Innovation: Project Go 50 Go
Czech Republic
AAI Domains:
Employment (extending working life after 50)
Independent, healthy and secure living (financial security)
Good quality paid work or employment is an important social element of health and a major contributor to active ageing. If work is stressful, insecure and hazardous then it has negative effects on health and well-being over the life course and therefore undermines the potential of people, groups and the whole population to age well. Unemployment frequently has negative effects on people’s standard of living and if it is over a long-term period it can reduce their sense of self-esteem and can increase the risk of poor health. Older people can find it particularly difficult to find another job when they are in their fifties and sixties due to age discrimination and this is an element, though far from the only part, of active ageing.
The Prague based employment agency, Fala, proposed the Project Go 50 Go and received support from the Ministry of Labour and Social Affairs for it to begin in 2014. Project Go 50 Go offers counselling and support for unemployed people in their fifties and sixties to help them overcome the barriers they face in securing their next job. This includes the Academy Go 50 Go which provides courses on ICT, employability and interview techniques for which participants pay a modest fee.

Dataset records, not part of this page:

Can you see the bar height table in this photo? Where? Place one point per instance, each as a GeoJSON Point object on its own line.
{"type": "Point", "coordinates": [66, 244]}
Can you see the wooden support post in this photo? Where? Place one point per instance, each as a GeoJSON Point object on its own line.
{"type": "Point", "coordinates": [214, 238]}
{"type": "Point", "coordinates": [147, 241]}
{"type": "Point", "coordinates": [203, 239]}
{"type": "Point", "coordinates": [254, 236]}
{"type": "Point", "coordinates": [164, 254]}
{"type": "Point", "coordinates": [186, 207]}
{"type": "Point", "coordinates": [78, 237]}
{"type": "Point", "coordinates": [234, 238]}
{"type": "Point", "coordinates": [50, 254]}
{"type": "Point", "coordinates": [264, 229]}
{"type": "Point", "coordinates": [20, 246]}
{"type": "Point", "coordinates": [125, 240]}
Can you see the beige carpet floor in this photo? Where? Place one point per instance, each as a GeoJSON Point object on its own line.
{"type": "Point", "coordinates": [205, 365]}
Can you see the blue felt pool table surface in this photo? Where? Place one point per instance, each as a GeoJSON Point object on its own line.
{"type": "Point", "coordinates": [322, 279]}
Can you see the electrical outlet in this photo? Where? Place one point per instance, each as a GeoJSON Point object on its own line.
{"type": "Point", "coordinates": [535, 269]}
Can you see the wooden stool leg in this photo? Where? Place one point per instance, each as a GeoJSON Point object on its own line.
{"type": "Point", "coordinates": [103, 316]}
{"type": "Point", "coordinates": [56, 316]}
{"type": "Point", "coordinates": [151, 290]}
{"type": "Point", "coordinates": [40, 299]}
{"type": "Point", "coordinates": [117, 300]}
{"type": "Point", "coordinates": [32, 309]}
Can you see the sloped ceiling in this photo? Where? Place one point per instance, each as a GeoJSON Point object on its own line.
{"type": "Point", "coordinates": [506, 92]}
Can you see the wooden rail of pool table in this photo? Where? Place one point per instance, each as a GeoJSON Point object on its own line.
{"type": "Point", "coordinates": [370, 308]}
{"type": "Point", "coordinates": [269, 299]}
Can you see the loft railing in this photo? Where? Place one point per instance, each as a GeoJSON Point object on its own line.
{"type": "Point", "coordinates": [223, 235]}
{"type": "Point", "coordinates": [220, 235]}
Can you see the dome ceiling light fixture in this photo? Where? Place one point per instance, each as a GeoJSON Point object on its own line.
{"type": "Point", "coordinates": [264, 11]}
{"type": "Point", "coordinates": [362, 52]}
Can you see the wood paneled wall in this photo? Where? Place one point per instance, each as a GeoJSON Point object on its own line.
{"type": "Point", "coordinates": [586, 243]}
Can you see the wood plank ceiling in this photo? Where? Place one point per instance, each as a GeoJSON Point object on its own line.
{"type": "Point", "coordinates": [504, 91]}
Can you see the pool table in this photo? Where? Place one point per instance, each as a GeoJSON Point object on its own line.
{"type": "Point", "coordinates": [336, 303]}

The project also works with employers in an effort to change entrenched attitudes towards older workers so that the employment rate can increase in the future. The project included a conference at the end of 2014 and has also established the Go 50 Go Club that meets quarterly to provide peer support. The project also provides counselling on employment rights and human resource practices so that older people have the capacity to seek redress against discrimination. The project is mostly centred on Prague but operates in other regions as well, particularly for the Go 50 Go Club, albeit on a modest scale.
In relation to active ageing, the Go 50 Go project is part of the employment agenda of extending working life after the age of 50 years. It is also relevant to lifelong learning and financial security for older people who are heightened risk of poverty if they are not able to secure paid work.